И все это время над ними кружила птица. Ястреб. Сперва высоко-высоко, почти невидимый глазу. Потом он кругами снизился, потом Белла увидела, как он камнем упал к земле, чиркнув по солнечному диску. Потом вскрикнула Луиза. А он опять стрелою взмыл вверх, унося в когтях трепещущего темного зверька. Удар в сердце — и теплая сладкая кровь во всех жилах. Хищная птица, как сладок эфир / Никогда мне впредь не придется так дерзко / Ринуться в солнечный диск…
Ты не думай, услышала Белла голос Йонаса, ребенок буравил ее своими испытующими глазенками, не думай, в девять я сегодня спать не лягу… Тут Белла расплакалась, оттолкнула его руку и убежала в дом.

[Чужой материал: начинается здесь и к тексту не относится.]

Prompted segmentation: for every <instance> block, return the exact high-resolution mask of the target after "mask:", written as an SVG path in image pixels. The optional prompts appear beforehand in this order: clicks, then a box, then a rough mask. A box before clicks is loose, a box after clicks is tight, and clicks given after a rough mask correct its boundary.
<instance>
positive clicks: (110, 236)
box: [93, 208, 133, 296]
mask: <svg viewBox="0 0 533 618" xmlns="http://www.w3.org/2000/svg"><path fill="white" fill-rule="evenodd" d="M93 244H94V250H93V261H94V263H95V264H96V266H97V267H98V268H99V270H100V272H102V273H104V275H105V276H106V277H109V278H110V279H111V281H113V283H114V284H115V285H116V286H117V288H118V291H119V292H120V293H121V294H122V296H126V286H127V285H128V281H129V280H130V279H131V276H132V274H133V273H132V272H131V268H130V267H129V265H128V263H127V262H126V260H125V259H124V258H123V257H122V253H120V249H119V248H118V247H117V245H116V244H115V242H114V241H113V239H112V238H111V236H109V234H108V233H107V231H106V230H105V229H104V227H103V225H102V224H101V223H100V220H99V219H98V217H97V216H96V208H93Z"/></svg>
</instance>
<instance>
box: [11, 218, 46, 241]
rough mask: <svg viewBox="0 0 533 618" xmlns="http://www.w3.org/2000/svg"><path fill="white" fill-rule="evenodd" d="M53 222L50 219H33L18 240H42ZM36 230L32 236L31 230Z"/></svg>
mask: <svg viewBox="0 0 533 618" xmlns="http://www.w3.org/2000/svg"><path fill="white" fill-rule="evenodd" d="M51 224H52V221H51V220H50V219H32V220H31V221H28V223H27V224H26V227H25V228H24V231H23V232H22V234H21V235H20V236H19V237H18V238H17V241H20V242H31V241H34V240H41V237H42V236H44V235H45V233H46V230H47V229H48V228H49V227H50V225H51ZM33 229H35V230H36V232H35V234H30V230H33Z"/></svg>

Луиза села рядом с примолкшим надутым мальчишкой. Жара, что ли, так действует, ведь нынче она, кажется, еще злее обычного? Или в воздухе носится гибель?
Что-то переменилось.
Что-то должно было перемениться, сегодня мы твердим, будто знали, что так продолжаться не могло. Дома сгорели. Дружба ослабела, словно только и ждала какого-нибудь знака. Крик, застрявший у нас в горле, так и не исторгся. Из своей кожи мы не вылезли, вместо разорванных сетей сплели себе новые. Тонкие, как паутина, или толстые, как из канатов. И опять прошло много времени, пока мы их заметили. Но ведь и вы, наверно, не забыли, какой в то лето была Луиза, прежде чем ощутила в желудке крошечное уплотнение. Оно увеличивалось, твердело, вот уже стало с вишню, со сливу, потом с детский кулак, который крепко-крепко обхватил ее желудок, так что в иные дни было вообще невозможно принимать пищу. А она, ясное дело, все отрицала. Просто хочется поголодать, могла объявить она. Организм-де требует. И долго-долго ей удавалось скрывать от нас, что даже те крохи, которые съедала под нашими испытующими взглядами, она часто опять выташнивала. Нет, это началось не после отъезда Беллы. Это началось, когда Луиза стала догадываться, что Белла уедет. И заберет с собой Йонаса, и он будет для нее, Луизы, потерян. Пожалуй, она первая догадалась. Но не говорила об этом. Ее глаза сразу темнели, едва речь — озабоченно, но покуда с легкостью — заходила о Белле. И после того телефонного звонка: Ну так вот, чтоб вы знали: я уезжаю! — Луиза побелела как полотно и сказала: Вот видишь. Вот видите. — Ей вовсе не хотелось предугадывать людские пути-дороги. Что она могла поделать, если невольно растворялась и могла приютиться в сокровенных глубинах другого существа. Все, что она видела и знала, навсегда оставалось с нею. Она все вбирала в себя. Удивительно ли, что в конце концов не могла проглотить ни кусочка.